At worst, you would’ve had to stall Japan for some more weeks (since a land invasion was too costly in human lives), but there was no real question on who was going to win that war.
Japan was already all but defeated before the bombings. Unless their emperor was really god, they weren’t going to win that war, A-bombs or not.
And that’s my point: Dropping the bombs was not necessary to end the war with Japan.
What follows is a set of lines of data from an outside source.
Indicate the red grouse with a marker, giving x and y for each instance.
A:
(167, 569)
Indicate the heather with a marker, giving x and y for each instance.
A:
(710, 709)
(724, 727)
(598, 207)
Maybe it was deemed “necessary” to show Russia and China what awaited them if they didn’t reign in their military ambitions; but that’s not what’s claimed by most American history books.
The old Enola Gay exposition at the Smithsonian’s National Air and Space Museum in Washington, D.C. used to have a plaque that read:
[i]"Tibbets piloted the aircraft on its mission to drop an atomic bomb on Hiroshima on Aug. 6, 1945. That bomb and the one dropped on Nagasaki three days later destroyed much of the two cities and caused tens of thousands of deaths.
However, the use of the bombs led to the immediate surrender of Japan and made unnecessary the planned invasion of the Japanese home islands. Such an invasion, especially if undertaken for both main islands, would have led to very heavy casualties among American and Allied troops and Japanese civilians and military. It was thought highly unlikely that Japan, while in a very weakened military condition, would have surrendered unconditionally without such an invasion."[/i]
All that is bunk. Tens of thousands of deaths is for the immediate deaths, not a total of all the deads from those bombings.
The part about the land invasion is also crap; the US knew at the beginning of July that the Japanese were considering surrender and the terms they would accept. Had the Trinity test failed, I’m sure the Postdam Declaration would’ve been worded more diplomatically and Japan would’ve surrender while saving face. Without nuking anyone.
Maybe Russia and China would’ve been more agressive post war and they would’ve gotten bombed; I don’t know. We’ll never know. Just don’t propagandize about the “necessity” of nuking Japan and ask me to believe it.